Seriously how adorable is that? And don't ask about the hell we went through to get a pic of six babies in various stages of mobility. Can you imagine the fear on waiters' faces when we walked in? And just as heads up, if any of you plan to do this, tack another day onto your trip because you'll spent most of your time trying to get kids in and out of cars, restaurants, stores, hotels...you get the picture.
It was a great weekend to get away with the people who are always there for me. Even if tomorrow totally sucks, I have such a great memory for my first Mother's Day weekend!
Posted Wednesday, May 07, 2008 2:16 PM
I've been feeling very maternal lately. It tends to happen this time of year. I'm getting ready to say goodbye to two classes of students and I've found that they need me for more than a grade, they have been looking to me for guidance lately. I've had several tell me that I must be the coolest mom, because I am so open and accepting, because I talk about the things no one else will.
So I should be looking forward to Mother's Day, right? Knowing my husband's propensity to wait until the last minute, I have been reminding him of it since about 4:05 p.m.June 2, 2007.
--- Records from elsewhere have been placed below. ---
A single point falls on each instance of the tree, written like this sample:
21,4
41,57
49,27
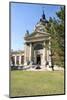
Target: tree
56,29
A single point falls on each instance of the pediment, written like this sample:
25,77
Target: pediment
38,34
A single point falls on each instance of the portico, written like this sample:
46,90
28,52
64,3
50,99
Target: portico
38,45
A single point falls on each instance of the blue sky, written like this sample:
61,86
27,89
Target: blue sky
25,17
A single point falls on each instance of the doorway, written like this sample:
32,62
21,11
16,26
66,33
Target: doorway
38,59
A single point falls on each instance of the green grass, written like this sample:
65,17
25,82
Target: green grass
32,83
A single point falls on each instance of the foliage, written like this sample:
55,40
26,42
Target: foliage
56,29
But now that it's here, I don't care. I don't really want to celebrate. I'm meeting some friends in Chicago on Thursday and having a girls weekend. I decided to go when I broke down during a Zales commercial the weekend of my miscarriage.
The thing is - I feel like a bad mom. This is stupid, because I am a good mom. Deep down I know that. I feel guilty, though, for being sad about the miscarriage when I have a wonderful son. It's a strange place to be. I don't feel like I fit in right now with the friends who are thinking about ttc who have children, but I feel uncomfortable on the pregnancy loss boards. What right do I have to be there? I have a son. I should be thankful.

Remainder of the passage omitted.